Here are some quotes that show what Wilson has said publicly about Lululemon since leaving the company.
He said Lululemon’s CEO change announcement was a ‘failure’
Lululemon said in December that CEO Calvin McDonald would leave his role at the end of January 2026 and named CFO Meghan Frank and CCO André Maestrini as interim co-CEOs while the company searches for a replacement.
Wilson was quick to criticize the change.
“As one of the largest active shareholders of Lululemon, I am deeply concerned about what appears to be a tremendous failure by the board to competently plan for the future and manage an effective succession process,” Wilson said in a statement the day after the company’s announcement.
In his statement announcing his board nominations on December 29, Wilson said that “shareholders have no faith” in the current board’s ability to select a new CEO.
He blamed Lululemon’s leadership for its ‘loss of cool’
In October, Wilson penned an ad in The Wall Street Journal to criticize the athleisure brand’s performance.
In the ad, he described Lululemon’s “loss of cool,” blaming “financed focused CEOs” who, he said, don’t know how to attract or motivate talent or understand great products.
He also compared Lululemon’s “decline” to a “plane crash” and a “sinking ship.”
“Lululemon forgot its muse: the woman who inspires culture, not just follows it,” he wrote.
Wilson implored the brand to “stop chasing Wall Street at the expense of customers.”
He said criticized the brand for trying to be ‘everything to everybody’
In a Forbes interview published in January 2024, Wilson slammed the company’s ads for featuring models that he described as “sickly,” “unhealthy,” and “not inspirational.”
“They’re trying to become like the Gap, everything to everybody,” he said. “And I think the definition of a brand is that you’re not everything to everybody.”
He also told the publication he didn’t agree with Lululemon’s “whole diversity and inclusion thing.”
Wilson previously sparked controversy when he was chairman of Lululemon for other remarks that suggested Lululemon was not for everyone.
In 2013, in response to criticism about Lululemon’s leggings being too sheer, he told Bloomberg TV, “Frankly, some women’s bodies just don’t actually work for it … It’s really about the rubbing through the thighs, how much pressure is there over a period of time, how much they use it.”
He stepped down as chairman of the company shortly after. He’d resigned as CEO in 2007.
“Chip Wilson does not speak for Lululemon, and his comments do not reflect our company views or beliefs,” Lululemon said in a public statement around the time.
He said Lululemon owes its success to a single demographic
Wilson has been adamant that Lululemon should focus on its core demographic.
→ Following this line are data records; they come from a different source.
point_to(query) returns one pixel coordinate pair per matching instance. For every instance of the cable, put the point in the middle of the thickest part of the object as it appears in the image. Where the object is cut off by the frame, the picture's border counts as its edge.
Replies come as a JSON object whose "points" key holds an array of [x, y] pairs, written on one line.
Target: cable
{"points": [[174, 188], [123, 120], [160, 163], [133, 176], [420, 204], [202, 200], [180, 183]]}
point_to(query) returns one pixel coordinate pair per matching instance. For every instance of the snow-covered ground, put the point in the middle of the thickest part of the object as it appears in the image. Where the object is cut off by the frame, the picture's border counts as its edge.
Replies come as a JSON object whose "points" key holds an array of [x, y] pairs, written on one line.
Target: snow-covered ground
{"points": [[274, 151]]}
“Our success was exactly that 32-year-old single professional woman — highly disposable income, very fashionable, athletic,” Wilson told Tony Robbins in an interview published in 2023.
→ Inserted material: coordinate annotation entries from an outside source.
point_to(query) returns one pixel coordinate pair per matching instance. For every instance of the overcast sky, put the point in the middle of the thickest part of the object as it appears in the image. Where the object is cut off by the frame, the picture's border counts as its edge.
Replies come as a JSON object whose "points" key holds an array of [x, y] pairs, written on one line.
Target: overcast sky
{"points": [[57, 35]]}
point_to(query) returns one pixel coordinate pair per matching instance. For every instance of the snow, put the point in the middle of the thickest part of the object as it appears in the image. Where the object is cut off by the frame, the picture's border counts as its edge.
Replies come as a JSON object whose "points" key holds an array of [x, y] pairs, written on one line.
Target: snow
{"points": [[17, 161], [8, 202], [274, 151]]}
Wilson has praised Lululemon’s economic strategy
In the 2023 interview with Robbins, Wilson gave Lululemon props for having an “unbeatable” economic engine.
“Nobody’s been able to replicate the muscle of this vertical retailing model, which costs so much money to get into,” he said.
The vertical retailing model, adopted by other athletic brands like On Running, eliminates third-party retailers like Foot Locker or Macy’s from the business plan.
Wilson’s latest proxy battle isn’t his first run-in with the board
Wilson spoke in the 2023 interview with Robbins about the tension he had with board members before stepping down as chairman in 2013. He described them as “Wall Street people” who lacked creativity.
“Somebody in here has gotta stand for the employees. Somebody has gotta stand for the quality of the product. Nobody in here cares about it,” Wilson said he told the board.
He said those remarks led to his departure.
“‘I think you should all fire yourselves,'” he said. “And they fired me.”
It is common for public companies to elect new board members regularly, and many of Lululemon’s board of directors have changed since Wilson’s remarks.